Cross-sectional studies have suggested that heart rate (HR) variability, analysed using traditional time and frequency domain methods, is related to ageing, but no longitudinal studies have estimated the age dependence of HR fluctuation. This study evaluated temporal age-related changes in 12-h measures of HR variability among 109 patients with coronary artery disease (CAD), who underwent repeat Holter recordings at 32-month intervals. Time and frequency domain measures, along with fractal and complexity measures of HR variability, were determined at the baseline and after 32 months. Changes in HR dynamics were compared with various laboratory variables, exercise data and angiographic progression of CAD. Traditional time and frequency domain measures of HR variability did not change significantly during the follow-up, but the power-law scaling slope decreased from -1.29 +/- 0.20 to -1.36 +/- 0.23 (P<0.01) and the short-term fractal exponent (alpha1) of HR dynamics from 1.29 +/- 0.14-1.22 +/- 0.18 (P<0.001). The approximate entropy value also decreased from 1.00 +/- 0.19 to 0.95 +/- 0.18 (P<0.05). The changes in HR behaviour were not related to demographic data, laboratory values or angiographic progression of CAD. Only a weak correlation was observed between the change in the power-law slope and the baseline glucose value (P<0.05). This longitudinal study shows that the fractal characteristics of HR dynamics and the complexity properties of R-R intervals undergo rapid changes along with ageing, and that fractal and complexity analysis techniques are more sensitive than traditional analysis methods in documenting temporal age-related changes in HR behaviour.
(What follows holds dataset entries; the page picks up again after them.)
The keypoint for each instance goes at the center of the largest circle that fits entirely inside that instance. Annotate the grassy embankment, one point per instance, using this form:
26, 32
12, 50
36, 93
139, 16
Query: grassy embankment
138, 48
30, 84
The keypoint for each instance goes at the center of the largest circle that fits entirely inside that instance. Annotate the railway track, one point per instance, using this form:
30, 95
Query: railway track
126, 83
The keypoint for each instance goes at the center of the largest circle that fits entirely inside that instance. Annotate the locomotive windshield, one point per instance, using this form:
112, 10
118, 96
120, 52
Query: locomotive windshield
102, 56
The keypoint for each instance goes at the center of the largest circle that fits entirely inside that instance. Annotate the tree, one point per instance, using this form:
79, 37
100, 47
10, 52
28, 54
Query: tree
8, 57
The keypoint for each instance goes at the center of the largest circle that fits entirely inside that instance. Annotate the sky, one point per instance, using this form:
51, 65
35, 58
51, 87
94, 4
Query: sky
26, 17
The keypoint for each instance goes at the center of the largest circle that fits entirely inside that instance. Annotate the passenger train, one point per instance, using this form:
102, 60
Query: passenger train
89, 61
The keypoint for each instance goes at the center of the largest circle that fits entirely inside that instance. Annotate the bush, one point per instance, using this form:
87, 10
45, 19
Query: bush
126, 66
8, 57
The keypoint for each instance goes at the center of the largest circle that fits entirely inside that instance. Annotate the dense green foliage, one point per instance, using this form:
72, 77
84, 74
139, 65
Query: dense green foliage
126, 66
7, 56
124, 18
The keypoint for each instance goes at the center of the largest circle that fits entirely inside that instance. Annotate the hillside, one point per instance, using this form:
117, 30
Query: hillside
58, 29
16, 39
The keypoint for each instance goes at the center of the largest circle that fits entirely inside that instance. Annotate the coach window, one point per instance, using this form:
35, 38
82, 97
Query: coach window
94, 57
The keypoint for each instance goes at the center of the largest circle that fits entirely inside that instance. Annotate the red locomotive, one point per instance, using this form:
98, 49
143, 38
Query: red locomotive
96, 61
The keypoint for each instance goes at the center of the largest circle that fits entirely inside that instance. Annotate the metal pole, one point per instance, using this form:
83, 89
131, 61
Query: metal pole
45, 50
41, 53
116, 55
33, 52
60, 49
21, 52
Heart rate variability and progression of coronary atherosclerosis.

Low heart rate (HR) variability is associated with increased risk of cardiovascular morbidity and mortality, but the causes and mechanisms of this association are not well known. This prospective study was designed to test the hypothesis that reduced HR variability is related to progression of coronary atherosclerosis. Average HR and HR variability were analyzed in 12-hour ambulatory ECG recordings from 265 qualified patients participating in a multicenter study to evaluate the angiographic progression of coronary artery disease in patients with prior coronary artery bypass surgery and low high-density lipoprotein cholesterol concentrations (<1.1 mmol/L). Participants were randomized to receive a placebo or gemfibrozil therapy. The progression of coronary atherosclerosis was estimated by quantitative, computer-assisted analysis of coronary artery stenoses from the baseline angiograms and from repeated angiograms performed an average of 32 months later. The progression of focal coronary atherosclerosis of the patients randomized to placebo therapy was more marked in the tertile with the lowest standard deviation of all normal to normal R-R intervals (SDNN, 74+/-13 ms; mean decrease in the per-patient minimum luminal diameter -0.17 mm; 95% confidence interval [CI], -0.23 to -0.12 mm) than in the middle tertile (SDNN, 107+/-7 ms; mean decrease -0.05 mm; 95% CI, -0.08 to -0.01 mm) or highest tertile (SDNN, 145+/-25 ms; mean change 0.01 mm; 95% CI, -0. 04 to 0.02 mm) (P<0.001 between the tertiles). This association was abolished by gemfibrozil. SDNN was lower (P<0.001) and minimum HR was faster (P<0.01) in the patients with marked progression than in those with regression of focal coronary atherosclerosis. In multiple regression analysis including HR variability, minimum HR, demographic and clinical variables, smoking, blood pressure, glucose, lipid measurements and lipid-modifying therapy, progression of focal coronary atherosclerosis was independently predicted by the SDNN (beta=0.24; P=0.0001). Low HR variability analyzed from ambulatory ECG predicts rapid progression of coronary artery disease. HR variability provided information on progression of focal coronary atherosclerosis beyond that obtained by traditional risk markers of atherosclerosis.